3. Can I claim ITC on employee travel expense reimbursements? Employers can claim input tax credit on employee travel expenses only when GST invoices are issued in the company’s name, linked to business use, and not blocked under Section 17(5) of the CGST Act.
4. What is the difference between reimbursement and allowance? A reimbursement repays actual business expenses supported by receipts and remains tax-exempt. An allowance is a fixed payment made regardless of spending and is generally taxable unless a specific exemption applies under income tax law.
5. Is medical reimbursement taxable under the new tax regime? Under the new tax regime, medical reimbursement exemptions are largely unavailable. Only reimbursements for official duties or specific employer-incurred medical expenses permitted under tax rules remain non-taxable, subject to prescribed conditions and documentation.
6. What documents are required for tax-exempt reimbursements? Tax-exempt reimbursements require original receipts, business-purpose declarations, separate disclosure from fees, valid GST invoices where applicable, and documented approval workflows to establish that expenses were incurred solely for official duties.

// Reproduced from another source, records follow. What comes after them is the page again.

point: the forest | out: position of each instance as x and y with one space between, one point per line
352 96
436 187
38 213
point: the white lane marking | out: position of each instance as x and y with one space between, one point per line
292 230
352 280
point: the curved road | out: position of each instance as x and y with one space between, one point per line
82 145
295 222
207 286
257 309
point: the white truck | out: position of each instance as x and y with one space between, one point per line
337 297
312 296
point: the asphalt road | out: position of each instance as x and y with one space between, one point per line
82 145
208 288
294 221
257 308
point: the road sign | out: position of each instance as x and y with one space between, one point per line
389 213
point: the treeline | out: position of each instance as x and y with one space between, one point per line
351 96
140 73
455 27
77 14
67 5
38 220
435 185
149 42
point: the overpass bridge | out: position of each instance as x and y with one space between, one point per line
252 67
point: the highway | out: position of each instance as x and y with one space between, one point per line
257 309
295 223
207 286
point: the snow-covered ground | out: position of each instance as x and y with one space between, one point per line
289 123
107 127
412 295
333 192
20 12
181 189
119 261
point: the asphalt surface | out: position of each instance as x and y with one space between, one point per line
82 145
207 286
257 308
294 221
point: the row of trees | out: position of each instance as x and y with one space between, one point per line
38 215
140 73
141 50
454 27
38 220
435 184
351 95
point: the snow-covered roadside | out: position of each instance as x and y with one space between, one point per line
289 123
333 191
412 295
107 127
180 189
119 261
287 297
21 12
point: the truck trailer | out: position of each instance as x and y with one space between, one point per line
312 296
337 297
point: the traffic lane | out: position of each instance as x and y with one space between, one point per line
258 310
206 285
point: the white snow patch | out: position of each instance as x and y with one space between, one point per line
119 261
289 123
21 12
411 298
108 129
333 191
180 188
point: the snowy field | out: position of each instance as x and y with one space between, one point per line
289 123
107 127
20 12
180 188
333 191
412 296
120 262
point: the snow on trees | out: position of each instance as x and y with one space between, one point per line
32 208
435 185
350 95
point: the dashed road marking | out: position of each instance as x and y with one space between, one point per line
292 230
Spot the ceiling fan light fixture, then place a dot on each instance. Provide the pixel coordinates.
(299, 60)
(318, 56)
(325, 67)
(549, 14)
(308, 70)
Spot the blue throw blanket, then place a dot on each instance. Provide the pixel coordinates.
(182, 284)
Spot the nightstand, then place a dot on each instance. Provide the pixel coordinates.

7. What is the pure agent concept under GST? The pure agent concept allows exclusion of reimbursed expenses from GST value when the payer incurs costs on behalf of the recipient, recovers the exact amount without markup, and meets all conditions under Rule 33.
8. Is TDS applicable to reimbursement to non-residents? TDS generally applies to reimbursements paid to non-residents under Section 195 unless the payer proves that the amount represents pure reimbursement without an income element, is supported by documentation, and is subject to applicable Double Taxation Avoidance Agreements.